# [SOLVED]  Upgraded kernel to 3.5.7, now having issues.

## CurtE

I upgraded from 2.6.32-r7 to 3.5.7 and now I having issues.  Not sure where to start.

So far, Eth1 is not found.  MySQL will not start.  There may be more but that's what I see so far.

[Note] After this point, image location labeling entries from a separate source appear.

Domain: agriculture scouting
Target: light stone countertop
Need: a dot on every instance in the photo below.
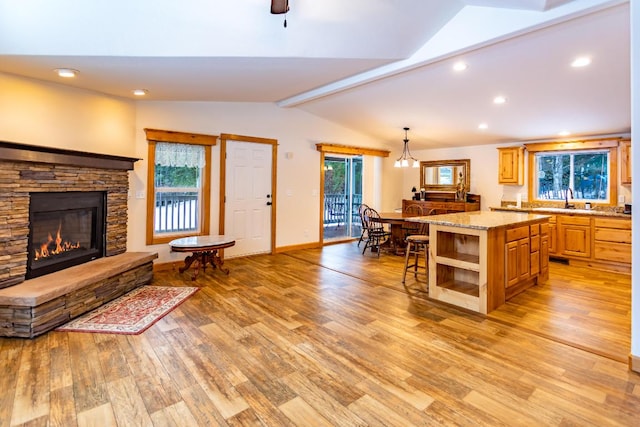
(481, 220)
(563, 211)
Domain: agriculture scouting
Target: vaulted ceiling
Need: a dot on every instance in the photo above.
(373, 66)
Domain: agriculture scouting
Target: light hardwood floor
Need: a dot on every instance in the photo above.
(329, 337)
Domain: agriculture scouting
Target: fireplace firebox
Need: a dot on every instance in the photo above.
(65, 229)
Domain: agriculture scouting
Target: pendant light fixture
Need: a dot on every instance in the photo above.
(403, 160)
(280, 7)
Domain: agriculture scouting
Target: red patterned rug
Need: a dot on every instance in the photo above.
(132, 313)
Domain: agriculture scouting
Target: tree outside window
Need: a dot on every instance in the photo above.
(178, 185)
(585, 173)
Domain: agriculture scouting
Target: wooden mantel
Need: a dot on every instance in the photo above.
(38, 154)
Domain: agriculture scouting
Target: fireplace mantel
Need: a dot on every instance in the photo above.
(39, 154)
(25, 169)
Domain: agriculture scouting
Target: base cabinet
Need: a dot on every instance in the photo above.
(479, 269)
(612, 240)
(574, 236)
(591, 239)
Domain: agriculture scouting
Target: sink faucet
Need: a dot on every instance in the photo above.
(566, 198)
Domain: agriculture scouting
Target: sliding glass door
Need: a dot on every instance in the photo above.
(342, 196)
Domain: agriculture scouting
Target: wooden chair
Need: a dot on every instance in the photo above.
(361, 210)
(417, 249)
(411, 228)
(376, 234)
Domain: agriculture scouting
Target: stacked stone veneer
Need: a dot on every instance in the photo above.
(18, 179)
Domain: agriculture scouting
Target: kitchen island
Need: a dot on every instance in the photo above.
(478, 260)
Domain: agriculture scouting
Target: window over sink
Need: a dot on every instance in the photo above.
(583, 171)
(585, 175)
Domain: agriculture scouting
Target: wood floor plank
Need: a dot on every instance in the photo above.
(302, 414)
(98, 416)
(127, 402)
(31, 397)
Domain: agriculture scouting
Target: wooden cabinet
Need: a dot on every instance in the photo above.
(511, 165)
(574, 236)
(478, 260)
(601, 241)
(518, 255)
(612, 240)
(544, 251)
(444, 206)
(553, 236)
(625, 161)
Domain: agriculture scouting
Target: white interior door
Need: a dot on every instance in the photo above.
(248, 198)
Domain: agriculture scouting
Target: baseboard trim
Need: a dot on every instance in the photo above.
(634, 363)
(312, 245)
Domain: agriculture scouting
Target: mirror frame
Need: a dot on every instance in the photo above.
(466, 166)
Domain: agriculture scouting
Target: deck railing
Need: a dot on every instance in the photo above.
(336, 206)
(176, 211)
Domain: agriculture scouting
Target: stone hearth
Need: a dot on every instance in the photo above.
(32, 307)
(46, 302)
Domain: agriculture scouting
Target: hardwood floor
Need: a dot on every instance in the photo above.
(329, 337)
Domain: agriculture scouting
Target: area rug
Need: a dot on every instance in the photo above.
(132, 313)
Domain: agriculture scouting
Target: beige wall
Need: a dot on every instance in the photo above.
(38, 113)
(484, 174)
(298, 177)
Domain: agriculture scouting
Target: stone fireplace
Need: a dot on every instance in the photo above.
(51, 199)
(65, 229)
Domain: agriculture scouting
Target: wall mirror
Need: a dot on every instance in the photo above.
(444, 175)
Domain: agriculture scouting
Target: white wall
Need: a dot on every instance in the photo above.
(38, 113)
(635, 134)
(298, 178)
(484, 173)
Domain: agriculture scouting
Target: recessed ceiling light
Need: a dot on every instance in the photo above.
(581, 61)
(460, 66)
(499, 99)
(66, 72)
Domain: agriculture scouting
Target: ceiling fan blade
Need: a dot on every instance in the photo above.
(279, 6)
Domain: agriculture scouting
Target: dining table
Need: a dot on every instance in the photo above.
(398, 226)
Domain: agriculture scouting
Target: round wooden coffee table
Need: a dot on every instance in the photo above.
(204, 250)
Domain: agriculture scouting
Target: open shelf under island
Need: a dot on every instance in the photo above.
(480, 259)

What's the first step I should take?Last edited by CurtE on Fri Feb 01, 2013 5:44 pm; edited 1 time in total

----------

## CurtE

Enter:

/usr/sbin/mysqld --defaults-file=/etc/mysql/my.cnf --basedir=/usr/ --datadir=/var/lib/mysql/ --pid-file=/var/run/mysqld/mysqld.pid --socket=/var/run/mysqld/mysqld.sock --log-bin=mysqld-bin

130201  0:48:44  InnoDB: Initializing buffer pool, size = 16.0M

130201  0:48:44  InnoDB: Completed initialization of buffer pool

130201  0:48:44  InnoDB: Started; log sequence number 0 44283

130201  0:48:44 [ERROR] Can't start server: Bind on TCP/IP port: Cannot assign requested address

130201  0:48:44 [ERROR] Do you already have another mysqld server running on port: 3306 ?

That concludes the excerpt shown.